Glaucoma is a significant cause of global blindness and there are, as yet, no effective means of screening.
To assess the potential role of frequency-doubling technology (FDT) perimetry in screening for glaucoma using data collected as part of the National Health and Nutrition Examination Survey (NHANES).
Design, Setting, and Participants
Reanalysis of cross-sectional data of 6797 participants in the 2005-2008 cycles of the NHANES, which evaluated a sample of the noninstitutionalized US population with at least light-perception vision. A subset of optic nerve photographs were regraded by 3 glaucoma specialists in December 2012. Each participant underwent visual field testing, including FDT perimetry screening, and had fundus photographs taken.
Main Outcomes and Measures
Sensitivity and specificity of FDT perimetry to detect glaucoma, macular disease, or decreased visual acuity.

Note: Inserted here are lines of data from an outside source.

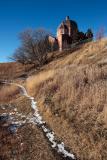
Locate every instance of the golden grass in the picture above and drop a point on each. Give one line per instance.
(34, 82)
(13, 70)
(73, 100)
(8, 93)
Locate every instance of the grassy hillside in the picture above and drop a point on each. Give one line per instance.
(71, 92)
(9, 71)
(72, 96)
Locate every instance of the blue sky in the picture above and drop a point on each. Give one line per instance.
(18, 15)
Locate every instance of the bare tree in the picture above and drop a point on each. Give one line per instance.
(100, 33)
(35, 47)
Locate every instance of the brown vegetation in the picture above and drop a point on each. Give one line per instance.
(73, 101)
(9, 71)
(7, 93)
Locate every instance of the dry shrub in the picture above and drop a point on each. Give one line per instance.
(74, 100)
(76, 94)
(7, 93)
(34, 82)
(13, 70)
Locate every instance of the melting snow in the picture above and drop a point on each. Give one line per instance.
(37, 119)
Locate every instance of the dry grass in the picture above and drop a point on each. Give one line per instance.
(33, 83)
(13, 70)
(7, 93)
(74, 99)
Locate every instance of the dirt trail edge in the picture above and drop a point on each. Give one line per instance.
(49, 134)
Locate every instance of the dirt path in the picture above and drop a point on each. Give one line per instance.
(37, 141)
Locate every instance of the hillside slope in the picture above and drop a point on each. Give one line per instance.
(72, 96)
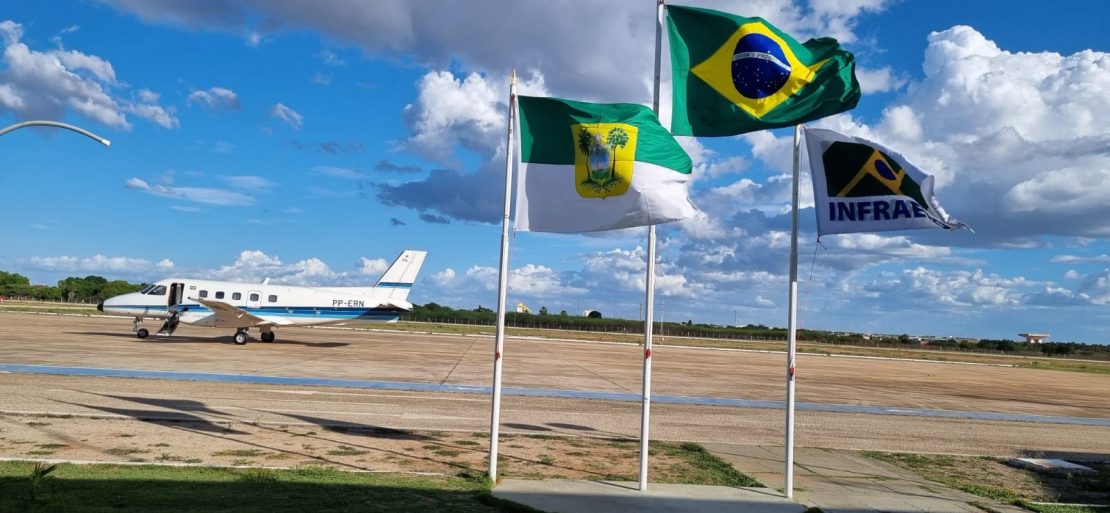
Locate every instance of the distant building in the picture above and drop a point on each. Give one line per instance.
(1033, 338)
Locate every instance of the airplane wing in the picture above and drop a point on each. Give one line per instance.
(229, 314)
(394, 303)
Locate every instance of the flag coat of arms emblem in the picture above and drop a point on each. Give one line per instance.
(592, 167)
(863, 187)
(734, 74)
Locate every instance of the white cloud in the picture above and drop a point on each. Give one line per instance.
(254, 265)
(879, 80)
(372, 267)
(290, 117)
(339, 172)
(443, 278)
(47, 84)
(249, 182)
(215, 98)
(451, 112)
(198, 194)
(100, 264)
(1076, 259)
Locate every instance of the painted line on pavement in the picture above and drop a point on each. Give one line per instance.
(548, 393)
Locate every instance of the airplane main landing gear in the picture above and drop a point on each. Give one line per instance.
(140, 331)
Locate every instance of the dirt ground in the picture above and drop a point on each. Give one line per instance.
(450, 453)
(113, 419)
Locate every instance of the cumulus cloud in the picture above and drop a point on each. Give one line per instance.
(214, 98)
(879, 79)
(254, 265)
(288, 116)
(48, 84)
(441, 34)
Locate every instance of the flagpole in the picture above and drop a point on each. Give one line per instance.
(649, 282)
(502, 287)
(791, 318)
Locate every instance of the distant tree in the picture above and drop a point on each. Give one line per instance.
(14, 284)
(117, 288)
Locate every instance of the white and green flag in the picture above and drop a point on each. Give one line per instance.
(863, 187)
(592, 167)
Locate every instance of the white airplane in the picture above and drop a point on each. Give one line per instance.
(265, 307)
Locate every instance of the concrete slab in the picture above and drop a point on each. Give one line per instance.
(608, 496)
(1046, 464)
(848, 482)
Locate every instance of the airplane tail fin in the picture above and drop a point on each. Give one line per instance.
(402, 274)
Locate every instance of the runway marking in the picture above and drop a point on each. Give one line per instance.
(550, 393)
(312, 392)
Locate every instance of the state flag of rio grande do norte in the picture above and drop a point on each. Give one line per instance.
(592, 167)
(734, 74)
(863, 187)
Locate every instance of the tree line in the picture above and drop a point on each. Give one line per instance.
(92, 289)
(433, 312)
(84, 290)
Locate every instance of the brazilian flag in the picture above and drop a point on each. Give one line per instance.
(735, 74)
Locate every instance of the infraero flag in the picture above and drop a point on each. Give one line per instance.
(863, 187)
(592, 167)
(734, 74)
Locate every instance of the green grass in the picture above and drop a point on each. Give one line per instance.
(1063, 509)
(984, 476)
(697, 466)
(124, 489)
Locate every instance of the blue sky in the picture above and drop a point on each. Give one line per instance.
(312, 142)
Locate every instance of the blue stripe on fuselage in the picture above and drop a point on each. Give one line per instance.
(310, 312)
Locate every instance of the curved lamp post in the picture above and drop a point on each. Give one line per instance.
(57, 124)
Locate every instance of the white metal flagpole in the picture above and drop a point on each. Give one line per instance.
(791, 318)
(649, 282)
(502, 287)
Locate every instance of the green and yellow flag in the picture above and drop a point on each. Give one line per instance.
(735, 74)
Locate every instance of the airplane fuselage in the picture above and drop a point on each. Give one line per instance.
(278, 304)
(264, 305)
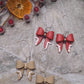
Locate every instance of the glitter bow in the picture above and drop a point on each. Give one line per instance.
(25, 66)
(47, 35)
(60, 39)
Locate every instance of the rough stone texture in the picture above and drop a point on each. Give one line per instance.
(18, 43)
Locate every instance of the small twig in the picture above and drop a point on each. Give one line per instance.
(6, 20)
(2, 8)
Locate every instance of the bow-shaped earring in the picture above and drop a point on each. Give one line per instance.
(42, 80)
(60, 39)
(47, 35)
(25, 66)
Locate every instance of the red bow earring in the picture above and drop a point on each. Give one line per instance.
(60, 39)
(47, 35)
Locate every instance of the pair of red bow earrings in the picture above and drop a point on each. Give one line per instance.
(60, 39)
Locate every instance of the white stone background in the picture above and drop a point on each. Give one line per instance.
(18, 42)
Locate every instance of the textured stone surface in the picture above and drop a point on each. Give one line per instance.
(18, 43)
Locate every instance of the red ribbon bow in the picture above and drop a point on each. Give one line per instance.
(60, 39)
(41, 34)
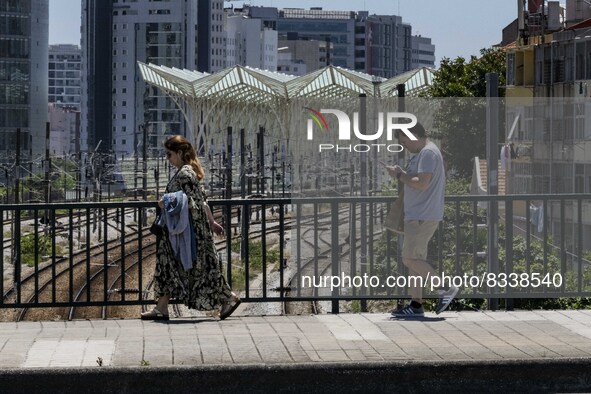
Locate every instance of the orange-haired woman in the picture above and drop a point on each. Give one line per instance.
(201, 286)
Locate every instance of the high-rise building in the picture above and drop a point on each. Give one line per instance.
(24, 32)
(423, 52)
(299, 57)
(117, 106)
(375, 44)
(64, 75)
(249, 43)
(211, 44)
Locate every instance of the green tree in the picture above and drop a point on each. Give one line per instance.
(459, 123)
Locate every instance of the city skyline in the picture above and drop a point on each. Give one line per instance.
(475, 28)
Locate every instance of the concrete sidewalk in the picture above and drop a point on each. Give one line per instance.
(545, 350)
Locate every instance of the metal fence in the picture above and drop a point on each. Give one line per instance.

A total of 5746 NHANES participants had optic images originally graded. We regraded 1201 images of 1073 eyes of 548 participants with initial cup-disc ratio (CDR) of 0.6 or greater and 423 images of 360 eyes of 180 randomly selected participants with initial CDR less than 0.6. Diagnoses of glaucoma by disc photograph were 1.6% (3 of 180) in the CDR less than 0.6 group and 31.4% (172 of 548) in the CDR of 0.6 or greater group. The sensitivity of FDT was 33% (95% CI, 0%-87%) and specificity was 77% (95% CI, 71%-84%). For the group with at least 1 CDR of 0.6 or greater, sensitivity of FDT was 66% (95% CI, 59%-73%) and specificity was 70% (95% CI, 66%-75%). When analyzed to give FDT credit for identifying glaucoma, macular disease, or decreased visual acuity, the sensitivity of the test was 80% (95% CI, 77%-83%) and the specificity was 83% (95% CI, 82%-84%). Approximately 25% of the NHANES population was not able to successfully complete FDT testing, representing screening failures and decreasing specificity.
Conclusions and Relevance
Using the 2005-2008 waves of the NHANES as a model of population-based screening for eye disease, FDT perimetry lacks both sensitivity and specificity as a means of screening for glaucoma, the presence of retinal disease, or decreased acuity in a population-based setting. Given that no single test of glaucoma has yet been shown to be appropriate in a screening setting, to our knowledge, investigators should consider novel methods of detecting glaucoma or combinations of tests that might work better in a screening setting.